Er moet een ‘reëel perspectief’ op verhoging van toevoegingsvergoedingen voor advocaten komen, willen er voor de gefinancierde rechtsbijstand ‘voldoende advocaten beschikbaar blijven’. Dit schrijft de Raad voor Rechtsbijstand in een position paper, als reactie op de plannen van minister Dekker voor vernieuwing van de gefinancierde rechtsbijstand.
De Raad constateert in de vrijdag gepubliceerde position paper dat de kabinetsplannen met name een stijging van de toevoegingsvergoedingen beogen als gevolg van een daling van het aantal toevoegingen, voorkoming van procedures en nieuwe inkoopmodellen. Hoewel de Raad erkent dat er op deze manier financiële ruimte ontstaat, vereist de stelselvernieuwing extra investeringen en exploitatiekosten, en blijkt ‘de haalbaarheid van de perspectieven erg onduidelijk’.
En gezien de onduidelijkheid over de haalbaarheid van de plannen, ‘vraagt de overheid feitelijk aan advocaten om diensten te blijven leveren tegen een tarief waarvan vaststaat dat het te laag is,’ aldus de Raad. ‘Daarmee groeit het risico dat advocaten dat niet meer willen doen. In het personen- en familierecht is die trend al waarneembaar.’ De draagvlak voor vernieuwing van het stelsel zal volgens de raad zeker verbeteren als er ‘perspectief op inkomensverbetering’ is.

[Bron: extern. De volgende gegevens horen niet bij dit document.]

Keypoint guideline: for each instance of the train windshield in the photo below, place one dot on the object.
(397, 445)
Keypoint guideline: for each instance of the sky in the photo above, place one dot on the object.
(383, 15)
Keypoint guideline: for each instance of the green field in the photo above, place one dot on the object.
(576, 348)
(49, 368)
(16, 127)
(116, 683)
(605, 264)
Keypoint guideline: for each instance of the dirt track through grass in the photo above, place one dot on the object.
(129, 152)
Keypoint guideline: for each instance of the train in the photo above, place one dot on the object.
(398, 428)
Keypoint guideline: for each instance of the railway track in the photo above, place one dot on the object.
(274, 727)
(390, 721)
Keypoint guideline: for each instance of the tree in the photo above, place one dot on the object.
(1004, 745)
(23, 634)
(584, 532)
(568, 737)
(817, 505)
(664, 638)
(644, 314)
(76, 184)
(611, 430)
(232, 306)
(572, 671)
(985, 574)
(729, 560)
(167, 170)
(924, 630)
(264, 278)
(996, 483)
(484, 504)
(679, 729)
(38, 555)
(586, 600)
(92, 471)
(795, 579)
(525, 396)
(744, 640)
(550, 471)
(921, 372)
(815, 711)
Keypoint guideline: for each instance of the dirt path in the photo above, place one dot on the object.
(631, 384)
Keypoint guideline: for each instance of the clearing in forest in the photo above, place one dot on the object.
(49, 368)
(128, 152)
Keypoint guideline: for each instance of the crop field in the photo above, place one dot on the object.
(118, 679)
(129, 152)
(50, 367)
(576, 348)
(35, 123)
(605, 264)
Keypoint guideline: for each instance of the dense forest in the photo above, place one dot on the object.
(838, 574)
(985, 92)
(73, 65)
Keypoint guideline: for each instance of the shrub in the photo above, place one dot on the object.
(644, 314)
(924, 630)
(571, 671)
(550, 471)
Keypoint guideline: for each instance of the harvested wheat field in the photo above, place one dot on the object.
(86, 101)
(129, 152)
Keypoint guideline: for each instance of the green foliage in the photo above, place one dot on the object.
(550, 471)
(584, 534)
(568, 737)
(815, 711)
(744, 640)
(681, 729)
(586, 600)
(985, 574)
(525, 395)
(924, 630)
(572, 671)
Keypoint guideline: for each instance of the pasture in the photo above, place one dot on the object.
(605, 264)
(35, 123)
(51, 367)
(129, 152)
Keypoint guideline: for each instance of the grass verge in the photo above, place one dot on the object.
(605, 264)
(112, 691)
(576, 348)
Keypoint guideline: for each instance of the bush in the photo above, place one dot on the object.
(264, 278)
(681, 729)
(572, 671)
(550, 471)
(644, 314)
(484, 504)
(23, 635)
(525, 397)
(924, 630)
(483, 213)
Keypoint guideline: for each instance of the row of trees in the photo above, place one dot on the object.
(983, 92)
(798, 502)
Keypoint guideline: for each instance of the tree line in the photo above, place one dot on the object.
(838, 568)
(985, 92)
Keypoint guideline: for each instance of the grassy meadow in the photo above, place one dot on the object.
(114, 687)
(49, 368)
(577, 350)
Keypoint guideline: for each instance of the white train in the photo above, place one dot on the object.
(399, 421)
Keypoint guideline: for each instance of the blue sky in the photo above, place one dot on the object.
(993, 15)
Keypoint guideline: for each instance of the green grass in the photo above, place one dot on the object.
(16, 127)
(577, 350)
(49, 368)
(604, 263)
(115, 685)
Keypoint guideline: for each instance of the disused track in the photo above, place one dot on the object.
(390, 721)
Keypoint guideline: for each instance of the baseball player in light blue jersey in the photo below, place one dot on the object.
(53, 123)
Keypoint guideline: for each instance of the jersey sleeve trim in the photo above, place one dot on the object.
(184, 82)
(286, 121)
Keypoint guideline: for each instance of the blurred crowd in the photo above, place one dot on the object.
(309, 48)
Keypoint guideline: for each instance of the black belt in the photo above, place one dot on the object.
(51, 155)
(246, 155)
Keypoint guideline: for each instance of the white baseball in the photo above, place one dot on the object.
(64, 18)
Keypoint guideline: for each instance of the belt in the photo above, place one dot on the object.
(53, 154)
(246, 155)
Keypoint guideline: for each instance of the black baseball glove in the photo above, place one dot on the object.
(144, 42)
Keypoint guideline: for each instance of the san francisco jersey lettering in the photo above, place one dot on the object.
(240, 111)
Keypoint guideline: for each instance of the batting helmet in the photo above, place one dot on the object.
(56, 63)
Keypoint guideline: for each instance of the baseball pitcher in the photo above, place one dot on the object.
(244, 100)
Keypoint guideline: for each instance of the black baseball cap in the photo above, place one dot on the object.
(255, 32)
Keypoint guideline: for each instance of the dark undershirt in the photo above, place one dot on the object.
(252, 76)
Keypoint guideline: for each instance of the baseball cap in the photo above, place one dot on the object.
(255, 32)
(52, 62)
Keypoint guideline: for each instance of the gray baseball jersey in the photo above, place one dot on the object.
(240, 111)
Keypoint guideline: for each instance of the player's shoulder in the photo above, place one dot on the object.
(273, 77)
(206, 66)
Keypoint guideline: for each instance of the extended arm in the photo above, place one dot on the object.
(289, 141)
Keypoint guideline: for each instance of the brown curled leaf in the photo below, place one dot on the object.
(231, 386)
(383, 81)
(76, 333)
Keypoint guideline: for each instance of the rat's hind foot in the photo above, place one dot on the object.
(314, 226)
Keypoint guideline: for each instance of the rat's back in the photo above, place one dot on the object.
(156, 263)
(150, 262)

Bovendien daalt het aantal afgegeven toevoegingen al sinds 2015, merkt de raad op, een trend die in 2018 verder heeft doorgezet. Het aantal daadwerkelijk gedeclareerde toevoegingen zit hier nog eens onder. Exacte cijfers over 2018 zijn nog niet beschikbaar; wel is bekend dat er in 2017 ruim 283.000 toevoegingsgebruikers waren, gezamenlijk goed voor ruim 415.000 toevoegingen.
Een groot deel hiervan wordt afgegeven in zaken van burgers tegen de overheid, geeft de Raad voor Rechtsbijstand aan, bijvoorbeeld na een wijziging van de regelgeving in voorzieningen. ‘Dit is een van de verklaringen voor het grote aantal toevoegingen in kwesties met de overheid. Overigens zou bij de desbetreffende (overheids-)organisaties onderzocht kunnen worden of verbetering van de procesgang mogelijk is. Voorstellen daartoe zagen wij niet’.
De stelling van de minister dat de kwaliteit van het toevoegingsstelsel ‘een blackbox’ is, wijst de raad af. Gebruikers van toevoegingen blijken zeer tevreden te zijn over hun advocaten, blijkt uit onderzoek. Gebruikers in strafrechtzaken geven hun advocaat gemiddeld een 8,3 en in niet-strafrechtelijke zaken een 7,7.